Why do games so often feel ‘done’ at 3-1, even when there’s 20 minutes left? Why do routs so rarely go over five? Why is it so often possible to feel a 1-0 coming? For a sport in which goalscoring has such a large degree of randomness, things are surprisingly constant once a score-line pattern emerges.

Part of this can be explained by a natural inclination to conserve energy once results are secured. But part of it might just be that an even game being played out as a 1-1 draw just feels right – not consciously, of course, but by forces deep inside the players. After all, it is a little odd that football scores have remained relatively constant – sort of, well, normal-sounding – for at least 40 years, during which time the sport itself has evolved technically and tactically beyond recognition.

Not so this season, in which we haven’t just had big scores but particularly unusual spreads. Three 5-2s, a 6-1, a 7-2; it’s not just that they’re high-scoring, it’s that the configuration itself is a bit bonkers, as if previous to 2020/21 there was an invisible seal that made everyone subtly conform to an expected value.

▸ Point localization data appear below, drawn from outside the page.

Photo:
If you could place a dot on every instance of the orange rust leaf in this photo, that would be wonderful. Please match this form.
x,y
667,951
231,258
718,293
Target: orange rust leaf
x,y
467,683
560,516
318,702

Alternatively, perhaps what we are witnessing is the meaninglessness of football without supporters, the loss of tension that comes from inside the stadiums. Psychologically, it may be difficult to differentiate the games from friendly matches or training sessions given there is no tangible external force being applied. Defenders are struggling to maintain hyper-vigilance; midfielders lack the micro-aggressions required to constantly apply the press; forwards are enjoying the freedom from pressure.

Whatever the reason, it is becoming genuinely alarming. The sport itself appears to be disintegrating at the margins, the silent bonds that kept things held together by order and reason slipping away in these ghostly, supernaturally quiet stadiums. The players are no longer grounded by anything, and as the variables that lodged football in place are stripped away – as the wizard’s curtain is pulled back to reveal nothing at all – so too has the subconscious acceptance of a ‘normal’ amount of goals dissolved into dust.

Maybe things will normalise again once players get their fitness back and once the league table settles into a pattern, forcing relegation-threatened teams to tighten up and title challengers to pay attention to every second of the game.

But the fitness and fan-less arguments don’t explain why the goalscoring phenomenon hasn’t affected the rest of Europe. The Premier League is uniquely surreal. That points to something more enigmatic, to witchcraft seeping through England’s top flight, causing chaos and panic; starting fires that are burning its structures to the ground.

A little melodramatic? Maybe. But trying to explain a result like Aston Villa 7-2 Liverpool calls for sorcery, voodoo and black magic. Something has been dislodged in the order of things. Perhaps it is best left unsolved.